De pronto, Fidel dijo: “¡Vamos ahora a asaltar el cuartel de El Caney!”, y le respondí: “¡Fidel!, ¿usted no se da cuenta de que no vamos a llegar ni a una cuadra de distancia? Nos van a barrer. Esa gente, con lo que ha pasado aquí, tienen que estar enterados”. Y él me explicó: “Es que no podemos dejar, no sabemos si ha quedado algún compañero. Tenemos que seguir. Tenemos a otros compañeros combatiendo”.
Le dije: Pero es que nosotros solos lo que vamos es ir a morirnos por gusto. Va a ser inútil”. Entonces, me tiró unas frases durísimas. “No es eso, si usted quiere, vamos”, le respondí. Él contestó: “Bueno, dobla a la derecha”. De ese modo, salimos a la carretera de Siboney.

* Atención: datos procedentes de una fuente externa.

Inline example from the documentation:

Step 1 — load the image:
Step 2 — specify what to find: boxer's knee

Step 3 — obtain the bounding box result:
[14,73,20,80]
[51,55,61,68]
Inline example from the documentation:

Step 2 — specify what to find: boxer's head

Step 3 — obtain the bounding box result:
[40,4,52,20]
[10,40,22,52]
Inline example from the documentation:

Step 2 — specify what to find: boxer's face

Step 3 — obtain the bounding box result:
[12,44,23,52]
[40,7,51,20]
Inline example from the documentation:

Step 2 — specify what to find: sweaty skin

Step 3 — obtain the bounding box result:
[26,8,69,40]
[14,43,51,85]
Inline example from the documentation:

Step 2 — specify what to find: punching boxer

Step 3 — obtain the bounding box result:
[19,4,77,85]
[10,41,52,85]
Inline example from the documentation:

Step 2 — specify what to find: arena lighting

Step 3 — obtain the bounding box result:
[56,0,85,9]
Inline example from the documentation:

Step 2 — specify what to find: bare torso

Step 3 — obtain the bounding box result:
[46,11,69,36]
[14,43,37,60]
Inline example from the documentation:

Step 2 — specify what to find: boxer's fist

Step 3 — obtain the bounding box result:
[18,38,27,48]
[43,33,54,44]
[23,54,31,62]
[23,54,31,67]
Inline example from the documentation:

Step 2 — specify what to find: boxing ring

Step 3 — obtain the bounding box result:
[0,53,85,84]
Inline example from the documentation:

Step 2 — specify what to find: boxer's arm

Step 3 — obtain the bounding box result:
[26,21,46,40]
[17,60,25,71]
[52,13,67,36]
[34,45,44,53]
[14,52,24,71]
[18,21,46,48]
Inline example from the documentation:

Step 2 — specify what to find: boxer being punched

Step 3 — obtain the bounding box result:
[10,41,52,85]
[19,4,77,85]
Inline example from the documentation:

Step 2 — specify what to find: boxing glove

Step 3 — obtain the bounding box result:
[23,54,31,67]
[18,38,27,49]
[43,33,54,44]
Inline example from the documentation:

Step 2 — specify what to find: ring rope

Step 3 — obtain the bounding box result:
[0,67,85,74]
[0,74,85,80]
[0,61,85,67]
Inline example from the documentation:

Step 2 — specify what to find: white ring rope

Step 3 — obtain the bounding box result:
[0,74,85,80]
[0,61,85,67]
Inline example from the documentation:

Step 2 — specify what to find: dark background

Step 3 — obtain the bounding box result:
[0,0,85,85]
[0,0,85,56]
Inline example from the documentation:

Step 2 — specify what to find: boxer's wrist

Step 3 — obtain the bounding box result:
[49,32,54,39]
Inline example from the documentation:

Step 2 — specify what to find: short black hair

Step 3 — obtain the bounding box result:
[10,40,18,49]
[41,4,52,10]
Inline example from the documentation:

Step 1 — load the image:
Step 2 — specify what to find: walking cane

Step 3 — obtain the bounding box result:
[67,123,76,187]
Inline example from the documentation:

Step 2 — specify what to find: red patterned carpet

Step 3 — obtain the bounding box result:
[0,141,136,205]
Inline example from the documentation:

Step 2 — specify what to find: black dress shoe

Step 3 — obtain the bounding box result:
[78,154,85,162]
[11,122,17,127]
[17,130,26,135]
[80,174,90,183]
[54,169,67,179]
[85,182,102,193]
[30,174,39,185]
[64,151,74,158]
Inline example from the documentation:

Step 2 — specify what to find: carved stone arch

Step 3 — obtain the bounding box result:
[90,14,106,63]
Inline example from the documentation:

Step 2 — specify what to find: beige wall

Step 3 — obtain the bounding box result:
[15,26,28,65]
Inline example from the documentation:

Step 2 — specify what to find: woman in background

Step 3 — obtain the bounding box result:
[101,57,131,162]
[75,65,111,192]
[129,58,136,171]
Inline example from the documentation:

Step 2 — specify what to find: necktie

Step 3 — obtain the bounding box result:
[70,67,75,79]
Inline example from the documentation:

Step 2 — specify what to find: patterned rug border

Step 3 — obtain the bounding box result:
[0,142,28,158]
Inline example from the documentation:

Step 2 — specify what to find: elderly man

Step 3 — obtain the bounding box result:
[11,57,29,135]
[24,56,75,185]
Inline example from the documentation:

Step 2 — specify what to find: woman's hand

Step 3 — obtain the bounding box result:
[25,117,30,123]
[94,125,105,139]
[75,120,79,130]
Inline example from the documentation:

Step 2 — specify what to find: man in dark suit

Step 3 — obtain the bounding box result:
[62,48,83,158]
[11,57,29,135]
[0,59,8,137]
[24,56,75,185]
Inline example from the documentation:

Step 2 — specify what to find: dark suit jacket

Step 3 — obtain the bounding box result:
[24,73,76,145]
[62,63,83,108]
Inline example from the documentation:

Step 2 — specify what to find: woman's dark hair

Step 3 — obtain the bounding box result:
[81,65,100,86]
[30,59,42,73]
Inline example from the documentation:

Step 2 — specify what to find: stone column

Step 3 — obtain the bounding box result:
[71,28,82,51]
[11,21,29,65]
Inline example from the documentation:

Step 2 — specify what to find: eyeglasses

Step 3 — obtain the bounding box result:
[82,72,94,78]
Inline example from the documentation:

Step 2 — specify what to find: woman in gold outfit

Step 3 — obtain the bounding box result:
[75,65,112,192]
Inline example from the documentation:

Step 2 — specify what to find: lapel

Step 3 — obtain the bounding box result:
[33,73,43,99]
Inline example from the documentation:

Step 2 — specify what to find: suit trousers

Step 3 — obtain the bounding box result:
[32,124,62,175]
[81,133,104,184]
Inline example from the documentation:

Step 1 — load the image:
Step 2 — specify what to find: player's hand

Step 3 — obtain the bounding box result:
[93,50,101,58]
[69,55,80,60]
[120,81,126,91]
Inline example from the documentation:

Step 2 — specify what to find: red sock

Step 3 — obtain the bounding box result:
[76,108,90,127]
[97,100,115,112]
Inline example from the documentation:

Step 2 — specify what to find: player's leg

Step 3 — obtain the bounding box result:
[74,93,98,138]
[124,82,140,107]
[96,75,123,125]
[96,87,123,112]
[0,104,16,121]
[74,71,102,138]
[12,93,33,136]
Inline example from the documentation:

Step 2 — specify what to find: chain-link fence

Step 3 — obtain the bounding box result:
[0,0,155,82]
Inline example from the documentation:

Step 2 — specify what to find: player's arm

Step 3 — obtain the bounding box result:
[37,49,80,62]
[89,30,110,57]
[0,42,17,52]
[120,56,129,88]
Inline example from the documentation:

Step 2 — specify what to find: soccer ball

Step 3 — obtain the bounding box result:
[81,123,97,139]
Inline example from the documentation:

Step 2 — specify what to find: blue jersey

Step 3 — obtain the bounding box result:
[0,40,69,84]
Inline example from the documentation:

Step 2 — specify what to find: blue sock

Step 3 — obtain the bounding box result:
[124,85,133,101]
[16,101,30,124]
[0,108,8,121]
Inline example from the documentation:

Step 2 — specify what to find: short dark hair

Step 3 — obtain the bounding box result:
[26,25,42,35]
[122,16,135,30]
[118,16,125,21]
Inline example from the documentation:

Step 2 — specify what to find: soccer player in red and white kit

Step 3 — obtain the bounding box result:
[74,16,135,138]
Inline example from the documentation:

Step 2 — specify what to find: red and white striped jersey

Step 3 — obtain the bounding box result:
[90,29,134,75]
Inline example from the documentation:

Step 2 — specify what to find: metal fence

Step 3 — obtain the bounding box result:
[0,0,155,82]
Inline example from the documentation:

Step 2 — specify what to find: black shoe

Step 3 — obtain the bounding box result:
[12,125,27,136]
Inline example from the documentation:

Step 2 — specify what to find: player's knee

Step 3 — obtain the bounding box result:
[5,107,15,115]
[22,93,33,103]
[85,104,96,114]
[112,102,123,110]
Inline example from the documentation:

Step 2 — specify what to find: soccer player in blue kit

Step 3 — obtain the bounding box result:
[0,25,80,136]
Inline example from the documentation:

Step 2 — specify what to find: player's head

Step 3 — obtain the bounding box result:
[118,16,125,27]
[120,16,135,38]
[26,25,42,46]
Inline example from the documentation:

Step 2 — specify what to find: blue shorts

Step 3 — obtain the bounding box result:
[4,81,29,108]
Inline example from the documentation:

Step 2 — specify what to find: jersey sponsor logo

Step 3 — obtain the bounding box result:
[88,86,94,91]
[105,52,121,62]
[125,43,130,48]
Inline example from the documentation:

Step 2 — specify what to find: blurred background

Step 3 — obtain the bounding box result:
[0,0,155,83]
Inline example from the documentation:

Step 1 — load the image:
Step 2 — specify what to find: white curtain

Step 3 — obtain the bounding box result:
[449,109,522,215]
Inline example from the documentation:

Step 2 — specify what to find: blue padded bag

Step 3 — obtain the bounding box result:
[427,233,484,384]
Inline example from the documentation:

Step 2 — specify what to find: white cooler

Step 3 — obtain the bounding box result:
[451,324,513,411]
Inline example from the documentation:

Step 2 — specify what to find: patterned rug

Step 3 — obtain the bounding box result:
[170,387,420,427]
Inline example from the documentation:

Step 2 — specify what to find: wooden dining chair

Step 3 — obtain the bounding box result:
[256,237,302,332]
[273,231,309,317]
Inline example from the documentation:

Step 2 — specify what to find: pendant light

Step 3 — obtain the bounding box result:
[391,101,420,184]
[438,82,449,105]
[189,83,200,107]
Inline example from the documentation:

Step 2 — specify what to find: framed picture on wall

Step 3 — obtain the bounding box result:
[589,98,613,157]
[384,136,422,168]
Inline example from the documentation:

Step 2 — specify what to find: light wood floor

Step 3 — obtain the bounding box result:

En medio de la carretera había un carro ponchado y un grupo de compañeros escondidos en la cuneta. “Para ahí, ese carro es de nosotros”; Fidel lo reconoció. Me detuve y empezaron a salir los compañeros. Venía un carro particular atrás. “Monten un grupo aquí, y los otros vengan conmigo”; les dijo.
De nuevo, en La Granjita
Fidel planteó la idea de seguir la lucha: primero regresar al Moncada porque faltaba mucha gente. Suárez le dice que no debíamos regresar. “Fidel, ¿por qué no cogemos el monte? ¡Vamos para la montaña!”. Fidel no respondió, salió, dio una vuelta, y cuando regresó dijo: “Los que están dispuestos a seguirme que levanten la mano y den un paso al frente”. Dimos un paso al frente. Fidel se enganchó su arma en el hombro y salió andando.